停電爆弾(ていでんばくだん、:Graphite bomb)、ブラックアウト爆弾(ブラックアウトばくだん、英:Blackout bomb)とは、爆発によって炭素繊維を主体とするワイヤーを撒き散らすことで、送電施設などにショートを起こさせ、機能を奪い停電を発生させる爆弾である。直接的には非殺傷兵器であることからソフト爆弾(ソフトばくだん、英:Soft bomb)とも呼ばれる。

概要[編集]

爆発によって電気抵抗が低く電気伝導の性質を持つ長い炭素繊維のワイヤーを大量に周囲に放出し、この炭素繊維が大量に施設に付着することで発電所から送電施設や電線路など電力系統絶縁を損なって電力送出を妨害する。これを除去しないことには電力供給を行えないことから、復旧に時間がかかり、その除去作業完了までの間は継続的に電力を必要とする各種活動を妨害する。

爆弾の作動によって有害物質を撒き散らしたり高速の破片を周囲にばら撒いたりしないという性質のため、直接的には人体に影響を与えないとされていることから、非殺傷兵器に分類される。ただし停電に伴って副次的に予測される通信および交通機関輸送施設の停止といった社会的な混乱や、生命維持装置など直接人命に関わる装置の停止による致命的な事態は考慮されない。

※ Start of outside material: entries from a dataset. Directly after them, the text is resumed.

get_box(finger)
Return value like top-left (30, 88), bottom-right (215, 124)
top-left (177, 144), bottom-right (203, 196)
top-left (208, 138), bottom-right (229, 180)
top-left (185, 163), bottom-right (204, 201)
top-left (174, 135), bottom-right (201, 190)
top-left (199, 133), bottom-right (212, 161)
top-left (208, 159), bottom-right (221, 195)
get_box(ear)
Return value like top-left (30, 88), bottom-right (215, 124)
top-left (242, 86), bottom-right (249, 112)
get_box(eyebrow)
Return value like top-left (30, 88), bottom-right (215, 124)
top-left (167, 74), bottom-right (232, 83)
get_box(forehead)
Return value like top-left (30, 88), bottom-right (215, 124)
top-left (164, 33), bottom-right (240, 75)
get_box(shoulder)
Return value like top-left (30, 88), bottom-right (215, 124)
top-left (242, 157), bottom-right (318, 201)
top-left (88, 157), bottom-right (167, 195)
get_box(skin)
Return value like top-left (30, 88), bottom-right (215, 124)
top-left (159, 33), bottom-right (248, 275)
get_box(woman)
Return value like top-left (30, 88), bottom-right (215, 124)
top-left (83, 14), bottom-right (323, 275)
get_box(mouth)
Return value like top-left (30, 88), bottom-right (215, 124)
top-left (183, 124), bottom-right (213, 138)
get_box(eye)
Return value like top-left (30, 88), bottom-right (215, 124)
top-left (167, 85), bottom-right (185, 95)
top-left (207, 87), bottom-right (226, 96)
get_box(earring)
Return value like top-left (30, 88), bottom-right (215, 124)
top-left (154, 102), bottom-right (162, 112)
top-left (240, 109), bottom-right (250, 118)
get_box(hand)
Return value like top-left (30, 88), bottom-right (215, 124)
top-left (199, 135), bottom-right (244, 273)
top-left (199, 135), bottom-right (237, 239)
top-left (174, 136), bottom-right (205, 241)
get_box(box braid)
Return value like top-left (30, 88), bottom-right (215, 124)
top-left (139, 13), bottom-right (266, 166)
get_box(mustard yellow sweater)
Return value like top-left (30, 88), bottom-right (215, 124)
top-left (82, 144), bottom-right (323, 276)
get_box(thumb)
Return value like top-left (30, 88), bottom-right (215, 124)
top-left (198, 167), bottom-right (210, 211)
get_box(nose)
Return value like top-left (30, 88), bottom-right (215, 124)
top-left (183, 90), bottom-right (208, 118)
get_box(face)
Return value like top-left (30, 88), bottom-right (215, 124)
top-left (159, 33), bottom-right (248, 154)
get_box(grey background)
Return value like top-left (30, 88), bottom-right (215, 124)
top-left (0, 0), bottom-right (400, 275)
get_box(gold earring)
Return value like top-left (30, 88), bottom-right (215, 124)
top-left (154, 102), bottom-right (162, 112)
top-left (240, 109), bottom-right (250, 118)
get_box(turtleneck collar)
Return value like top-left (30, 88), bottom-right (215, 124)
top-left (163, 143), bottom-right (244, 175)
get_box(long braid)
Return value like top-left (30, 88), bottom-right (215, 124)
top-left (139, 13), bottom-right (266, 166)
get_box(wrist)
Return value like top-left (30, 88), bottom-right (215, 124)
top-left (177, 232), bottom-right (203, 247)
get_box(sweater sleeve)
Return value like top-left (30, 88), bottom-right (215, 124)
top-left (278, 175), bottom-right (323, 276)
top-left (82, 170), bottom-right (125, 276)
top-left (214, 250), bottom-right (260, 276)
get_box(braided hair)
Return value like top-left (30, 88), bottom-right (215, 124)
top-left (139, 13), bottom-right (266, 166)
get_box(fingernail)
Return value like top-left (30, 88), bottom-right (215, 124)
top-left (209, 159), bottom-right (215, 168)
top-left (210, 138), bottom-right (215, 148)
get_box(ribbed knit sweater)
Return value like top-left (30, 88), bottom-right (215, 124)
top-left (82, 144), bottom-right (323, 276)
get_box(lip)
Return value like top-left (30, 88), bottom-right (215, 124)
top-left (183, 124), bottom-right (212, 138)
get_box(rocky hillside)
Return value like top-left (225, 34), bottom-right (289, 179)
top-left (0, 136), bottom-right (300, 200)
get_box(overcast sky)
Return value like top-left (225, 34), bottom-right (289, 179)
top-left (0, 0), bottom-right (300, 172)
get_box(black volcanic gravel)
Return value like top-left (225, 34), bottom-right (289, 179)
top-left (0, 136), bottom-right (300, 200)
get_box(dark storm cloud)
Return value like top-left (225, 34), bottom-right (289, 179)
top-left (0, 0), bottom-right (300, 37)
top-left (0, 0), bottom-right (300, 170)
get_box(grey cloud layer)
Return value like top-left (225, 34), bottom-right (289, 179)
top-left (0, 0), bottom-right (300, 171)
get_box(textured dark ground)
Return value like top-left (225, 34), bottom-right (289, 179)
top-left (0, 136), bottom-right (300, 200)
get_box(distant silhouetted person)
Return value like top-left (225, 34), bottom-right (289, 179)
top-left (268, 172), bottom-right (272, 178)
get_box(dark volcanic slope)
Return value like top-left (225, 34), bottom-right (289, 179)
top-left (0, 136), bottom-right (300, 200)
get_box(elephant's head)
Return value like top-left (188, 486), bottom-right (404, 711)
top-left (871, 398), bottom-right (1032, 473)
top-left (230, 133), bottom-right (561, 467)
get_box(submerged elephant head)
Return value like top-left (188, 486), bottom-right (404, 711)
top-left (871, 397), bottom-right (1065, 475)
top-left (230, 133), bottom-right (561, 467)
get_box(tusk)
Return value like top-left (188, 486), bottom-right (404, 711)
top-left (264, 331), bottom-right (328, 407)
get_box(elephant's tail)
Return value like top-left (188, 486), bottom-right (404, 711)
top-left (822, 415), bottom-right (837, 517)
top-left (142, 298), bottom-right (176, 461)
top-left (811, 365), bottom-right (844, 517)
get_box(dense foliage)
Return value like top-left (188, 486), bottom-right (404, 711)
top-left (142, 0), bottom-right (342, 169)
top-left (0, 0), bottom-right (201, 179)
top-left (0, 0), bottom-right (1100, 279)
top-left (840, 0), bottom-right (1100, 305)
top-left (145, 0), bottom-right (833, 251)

アメリカ軍が保有するCBU-94が同種爆弾としてよく知られており、このクラスター爆弾の一種である爆弾は、子爆弾のBLU-114/Bから内部に納められた炭素繊維ワイヤー(カーボングラファイト)を放出する。このワイヤーが送電施設に絡み付いてショートさせ、送電施設を麻痺させるのである[1]。この爆弾は1990-1991年の湾岸戦争(電力の85%に影響)および1999年5月にコソボ紛争(70%に影響)で、実際に使用された。同爆弾は炭素繊維を使用することからグラファイト爆弾(英:graphite bomb)とも呼ばれる。